If you know me well enough and you know that I’ve written about how photos are an incredibly valuable historical resource, especially those that tell the narrative of the mundane, you might find that statement a little perverse. But I’m talking about making sure that people in the future know about our unextraordinary lives so that they will enjoy a better understanding of how our society functioned. (And indeed the social media phenomenon will be something that future historians will pick apart and examine and debate and turn into theses.) Someone living in 3010 who uses my writings and my photographs in an attempt to build a picture of life in 2010 is a bit different to me contriving a shot for uploading to Flickr.
Widening the horizons
Documenting your life is about a great deal more than just taking self-portraits.
I’m not saying that there are no good 365 self-portrait photographers out there, I’m not saying that people won’t learn from the experience, and I’m not saying that they aren’t valuable in some sense. I’d have to be blindingly ignorant to think anything of the sort. And if you want to commit to taking a picture of yourself every day for a year, go ahead. But let me give you something to think about first.
If you’re serious about improving as a photographer, there are better ways of accomplishing it than taking a photo of yourself every day. In fact, I most definitely endorse taking a photo every day. But just make sure that you expand your subject matter and your technical repertoire beyond pictures of yourself. Borrow your friend’s macro lens and have a go at photographing teeny-tiny things. Drag your tripod out from beneath your bed (what’s it doing there, anyway?) and try your hand at some long exposures. Pick up some filters and mess around with their different effects on your images. Play around with reflectors and diffusers, artificial and natural light. Hell, try shooting on film or build yourself a pinhole camera.
These seem like real challenges to me, challenges that will help you to develop your craft as a photographer.
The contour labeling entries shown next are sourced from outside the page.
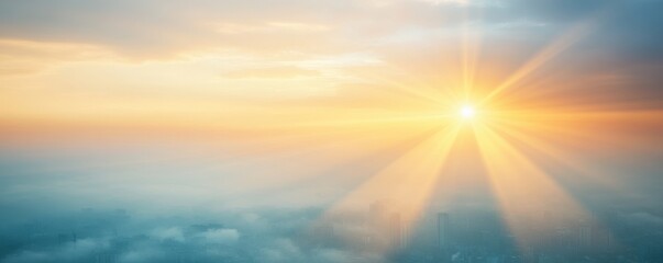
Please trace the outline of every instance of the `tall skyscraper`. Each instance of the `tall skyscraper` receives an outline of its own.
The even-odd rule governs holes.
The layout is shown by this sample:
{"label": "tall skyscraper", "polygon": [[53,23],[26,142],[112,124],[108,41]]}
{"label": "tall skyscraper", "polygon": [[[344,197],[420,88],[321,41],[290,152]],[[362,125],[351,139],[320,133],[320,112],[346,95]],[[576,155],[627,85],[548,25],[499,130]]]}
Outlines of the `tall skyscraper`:
{"label": "tall skyscraper", "polygon": [[447,213],[438,213],[438,248],[445,250],[451,243],[451,222]]}

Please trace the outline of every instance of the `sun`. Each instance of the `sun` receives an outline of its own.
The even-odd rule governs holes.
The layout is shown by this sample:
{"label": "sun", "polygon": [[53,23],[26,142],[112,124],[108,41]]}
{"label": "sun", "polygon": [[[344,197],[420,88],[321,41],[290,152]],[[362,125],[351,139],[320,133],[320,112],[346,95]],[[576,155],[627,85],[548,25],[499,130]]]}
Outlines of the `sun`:
{"label": "sun", "polygon": [[462,105],[458,110],[458,115],[463,119],[473,119],[476,116],[476,110],[469,104]]}

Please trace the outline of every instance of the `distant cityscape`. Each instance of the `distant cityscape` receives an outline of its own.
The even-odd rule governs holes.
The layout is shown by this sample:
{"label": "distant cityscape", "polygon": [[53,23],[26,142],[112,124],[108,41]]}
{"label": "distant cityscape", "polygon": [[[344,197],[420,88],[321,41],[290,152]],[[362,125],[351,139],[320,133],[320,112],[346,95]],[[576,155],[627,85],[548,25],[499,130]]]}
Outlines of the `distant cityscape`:
{"label": "distant cityscape", "polygon": [[[600,217],[609,220],[599,222],[556,218],[554,211],[540,209],[539,221],[518,222],[531,233],[527,240],[505,227],[497,211],[431,210],[408,221],[388,202],[378,201],[364,211],[325,217],[321,213],[284,213],[262,230],[175,217],[164,221],[178,227],[157,231],[123,209],[87,208],[70,220],[35,220],[3,229],[0,262],[25,262],[16,255],[47,256],[66,248],[88,248],[69,262],[93,263],[145,262],[141,253],[157,249],[161,258],[147,262],[663,262],[662,228],[641,229],[609,213]],[[188,225],[183,226],[185,221]],[[537,228],[538,224],[548,227]],[[269,239],[281,247],[270,248]],[[291,254],[284,252],[288,250]],[[296,258],[302,251],[331,251],[344,258]],[[35,262],[63,262],[62,255],[34,256]]]}

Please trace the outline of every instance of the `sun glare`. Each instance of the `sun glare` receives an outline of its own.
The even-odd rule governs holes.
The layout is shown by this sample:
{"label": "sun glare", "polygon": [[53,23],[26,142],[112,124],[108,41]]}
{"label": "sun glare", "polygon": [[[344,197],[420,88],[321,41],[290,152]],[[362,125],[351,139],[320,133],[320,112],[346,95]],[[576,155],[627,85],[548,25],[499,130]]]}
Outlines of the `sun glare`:
{"label": "sun glare", "polygon": [[463,119],[472,119],[476,115],[476,111],[472,105],[463,105],[458,111],[458,115],[461,115]]}

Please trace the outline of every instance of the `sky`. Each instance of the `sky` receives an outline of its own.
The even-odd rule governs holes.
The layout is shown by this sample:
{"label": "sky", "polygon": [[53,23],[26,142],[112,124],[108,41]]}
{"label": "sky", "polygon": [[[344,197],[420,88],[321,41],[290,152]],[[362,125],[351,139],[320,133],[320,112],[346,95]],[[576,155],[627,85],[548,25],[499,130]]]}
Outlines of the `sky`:
{"label": "sky", "polygon": [[406,221],[497,210],[520,244],[531,206],[663,229],[662,8],[0,0],[0,262],[115,245],[21,247],[11,229],[47,218],[123,226],[144,249],[119,262],[168,240],[350,262],[292,232],[385,198]]}

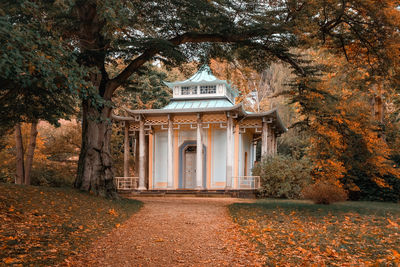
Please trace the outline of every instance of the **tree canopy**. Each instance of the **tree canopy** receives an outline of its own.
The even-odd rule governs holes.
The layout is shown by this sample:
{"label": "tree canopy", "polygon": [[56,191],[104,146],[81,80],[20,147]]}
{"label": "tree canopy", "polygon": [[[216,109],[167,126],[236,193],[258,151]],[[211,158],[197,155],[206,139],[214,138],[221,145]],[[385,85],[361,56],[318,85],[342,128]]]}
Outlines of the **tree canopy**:
{"label": "tree canopy", "polygon": [[[399,91],[398,6],[397,0],[6,1],[0,8],[5,14],[2,20],[8,23],[7,32],[21,33],[2,37],[3,43],[18,47],[14,52],[3,45],[2,62],[7,68],[11,64],[19,68],[12,74],[7,70],[9,76],[2,78],[2,83],[16,75],[16,81],[22,83],[15,88],[44,89],[33,92],[50,96],[46,104],[59,103],[62,94],[57,90],[78,90],[79,82],[74,81],[82,81],[79,73],[85,69],[90,86],[79,87],[83,131],[75,185],[112,196],[112,97],[132,75],[140,74],[146,63],[159,60],[176,66],[193,59],[221,58],[263,70],[271,62],[281,61],[297,76],[285,92],[298,105],[302,121],[297,125],[309,127],[312,121],[325,122],[337,112],[326,113],[324,105],[316,103],[337,96],[320,86],[321,76],[336,70],[305,56],[306,49],[325,49],[344,57],[352,68],[362,69],[365,77],[357,82],[364,84],[358,87],[363,92],[374,86]],[[8,57],[13,59],[8,61]],[[21,57],[36,64],[24,63]],[[121,61],[124,68],[109,71],[109,66]],[[23,83],[26,74],[28,86]],[[39,79],[42,75],[44,79]],[[7,92],[11,90],[2,93],[2,98]],[[36,95],[29,99],[45,99]],[[26,101],[24,106],[41,107]],[[66,114],[67,107],[59,106],[56,116]]]}

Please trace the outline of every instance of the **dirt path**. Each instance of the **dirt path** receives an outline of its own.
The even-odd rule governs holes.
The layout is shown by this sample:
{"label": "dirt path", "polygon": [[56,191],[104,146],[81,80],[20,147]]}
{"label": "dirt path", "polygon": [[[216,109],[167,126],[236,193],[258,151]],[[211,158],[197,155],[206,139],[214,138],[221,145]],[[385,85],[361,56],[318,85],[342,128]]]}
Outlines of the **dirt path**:
{"label": "dirt path", "polygon": [[144,207],[74,266],[255,266],[254,245],[226,206],[235,199],[141,198]]}

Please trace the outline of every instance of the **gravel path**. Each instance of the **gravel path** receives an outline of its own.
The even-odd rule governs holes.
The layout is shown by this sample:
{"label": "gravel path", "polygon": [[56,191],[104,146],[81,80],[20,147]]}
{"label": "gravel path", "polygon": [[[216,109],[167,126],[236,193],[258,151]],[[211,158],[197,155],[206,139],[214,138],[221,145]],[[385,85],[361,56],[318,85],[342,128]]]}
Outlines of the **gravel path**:
{"label": "gravel path", "polygon": [[[138,198],[139,199],[139,198]],[[140,198],[144,207],[71,261],[73,266],[257,266],[227,205],[237,199]]]}

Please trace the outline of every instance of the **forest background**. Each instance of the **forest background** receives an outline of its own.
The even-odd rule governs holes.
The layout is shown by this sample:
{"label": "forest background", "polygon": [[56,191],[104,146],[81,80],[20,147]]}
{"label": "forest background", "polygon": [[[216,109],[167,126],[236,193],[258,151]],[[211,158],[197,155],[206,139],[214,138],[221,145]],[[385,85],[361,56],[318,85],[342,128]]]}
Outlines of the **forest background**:
{"label": "forest background", "polygon": [[[155,1],[154,5],[160,3]],[[121,173],[121,129],[113,125],[111,138],[100,140],[104,144],[111,142],[111,168],[108,158],[88,156],[93,144],[90,135],[81,137],[80,125],[84,133],[96,127],[97,133],[107,133],[107,118],[98,120],[91,116],[109,116],[113,108],[114,113],[119,113],[123,106],[162,107],[170,97],[162,81],[183,79],[199,65],[208,63],[216,76],[229,80],[240,90],[237,101],[244,101],[248,110],[277,107],[289,127],[289,132],[279,140],[280,155],[263,160],[256,170],[264,182],[275,183],[265,184],[263,196],[297,198],[306,186],[323,182],[346,190],[351,199],[398,201],[398,1],[380,5],[374,1],[268,3],[271,8],[264,9],[263,16],[257,13],[257,8],[263,6],[252,1],[243,1],[243,7],[230,6],[226,9],[229,12],[243,12],[243,25],[232,22],[227,29],[224,23],[228,21],[223,20],[229,19],[229,12],[218,3],[181,1],[177,5],[183,10],[198,11],[178,14],[182,16],[179,19],[188,22],[182,24],[188,28],[186,35],[167,41],[157,36],[142,40],[140,35],[133,35],[129,44],[125,30],[130,24],[124,20],[123,12],[140,11],[129,1],[3,4],[2,181],[50,186],[72,185],[75,181],[75,186],[82,190],[112,195],[113,188],[107,183],[112,173]],[[143,21],[140,16],[134,17],[134,25],[138,29],[148,27],[142,30],[149,36],[169,34],[168,20],[157,17],[157,12],[163,10],[155,9],[153,14],[151,3],[140,4],[149,8],[149,17]],[[70,22],[66,13],[58,12],[57,8],[69,5],[71,8],[65,10],[70,10],[77,21]],[[43,7],[49,8],[48,16],[37,16]],[[171,2],[165,8],[175,10],[176,6]],[[92,16],[88,11],[101,16]],[[117,11],[122,15],[116,16]],[[204,14],[213,20],[204,20]],[[125,15],[131,18],[129,13]],[[313,20],[305,19],[309,16]],[[98,24],[98,19],[104,25]],[[264,28],[246,28],[246,21],[250,20]],[[271,21],[280,26],[267,28],[265,25],[275,25]],[[96,25],[104,28],[98,29]],[[160,27],[165,27],[165,32],[158,33]],[[225,32],[229,30],[233,33]],[[247,35],[238,37],[238,30]],[[251,42],[254,36],[259,42]],[[84,44],[85,38],[93,38],[96,47]],[[181,51],[171,48],[171,44],[179,46],[185,40],[196,45],[188,44]],[[265,45],[259,45],[261,40]],[[202,42],[204,45],[198,44]],[[214,42],[236,46],[213,45]],[[77,53],[77,47],[81,53]],[[126,54],[120,48],[127,48]],[[129,57],[134,58],[131,64]],[[138,64],[137,59],[141,60]],[[103,152],[107,152],[107,147]],[[93,173],[85,172],[96,160],[102,160],[104,173],[100,180],[105,184],[92,184]],[[81,166],[78,172],[77,164]],[[273,166],[281,166],[277,169],[282,170],[275,179],[268,171]]]}

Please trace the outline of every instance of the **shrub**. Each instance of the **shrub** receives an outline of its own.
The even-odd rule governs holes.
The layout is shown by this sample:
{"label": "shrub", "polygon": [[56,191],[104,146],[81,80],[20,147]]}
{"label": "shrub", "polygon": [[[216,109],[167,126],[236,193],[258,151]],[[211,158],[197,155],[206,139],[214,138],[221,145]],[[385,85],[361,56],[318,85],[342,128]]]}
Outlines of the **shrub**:
{"label": "shrub", "polygon": [[331,204],[347,200],[347,192],[343,188],[330,182],[316,182],[308,185],[302,191],[305,199],[312,200],[315,204]]}
{"label": "shrub", "polygon": [[311,163],[290,156],[267,156],[254,168],[253,174],[261,178],[259,197],[300,198],[303,188],[311,183]]}

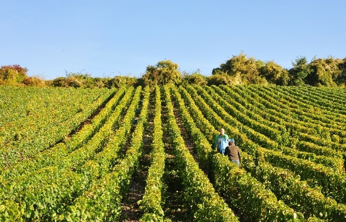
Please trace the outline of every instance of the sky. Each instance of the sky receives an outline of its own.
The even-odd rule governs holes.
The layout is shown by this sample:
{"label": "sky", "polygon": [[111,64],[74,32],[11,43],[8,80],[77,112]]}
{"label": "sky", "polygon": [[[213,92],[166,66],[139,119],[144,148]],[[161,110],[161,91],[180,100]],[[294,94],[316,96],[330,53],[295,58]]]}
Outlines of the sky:
{"label": "sky", "polygon": [[0,66],[45,80],[140,78],[170,60],[209,76],[244,54],[283,68],[346,57],[344,0],[2,0]]}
Now, if you want to document your life in pictures, remember that the picture doesn’t have to be about you. The things that you see, the places that you go, the people whom you meet; all of these contribute to your life and would be worthy of photographing. I bet that you’ve a camera-phone that would do that job pretty well, although I’d recommend shopping around for a compact camera to keep in a sock in your bag. This will tell a much richer story of your life, for you and for anyone else who stumbles on some cache of a fragment of this weird photo-sharing website that seemed be called Flickr in 1,000 years’ time.
For sure you’re going to end up with very different types of photographs if you adopt either of these two approaches, but the results – whether you’re aiming to improve your photography skills or record your life – will be something altogether better than 365 days of self-portraits.